In an article published in The Times, Van Rooyen said that “the inconvenient truth” was that “over 80% of the gambling industry’s advertising is in the largely unregulated online world” and that a ban on TV advertising would not address this issue.
“If the RGA and gambling companies are serious about protecting vulnerable gamblers, then they should start by looking at where they spend the most money, what has the least level of regulation and where there is most evidence of harm: the online world,” he said.
Van Rooyen’s intervention follows reports last week that the RGA was ready to voluntarily agree a TV ad ban during sports broadcasts that began before the 21:00 ‘watershed’ amid growing concern about the societal impact of the UK’s gambling habit.
The RGA responded to a BBC report of the plan by denying that a complete ban had yet been agreed.

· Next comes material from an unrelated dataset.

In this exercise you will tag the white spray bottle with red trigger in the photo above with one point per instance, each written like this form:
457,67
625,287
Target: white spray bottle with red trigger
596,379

Van Rooyen denied that his views were those of “a broadcaster scared of losing TV ad revenue”, pointing out that the pay TV operator had agreed to limit the number of gambling ads to one per commercial break.
He said that TV advertising is “already highly regulated” and that online advertising, by contrast, is not regulated to anything like the same extent. Van Rooyen said that pulling TV advertising would simply shift advertising “even further online” enabling targeting of the vulnerable via smartphones, tablets and computers, as well as depriving broadcaster of ad revenue in favour of gambling firms and online technology companies that avoid their tax commitments.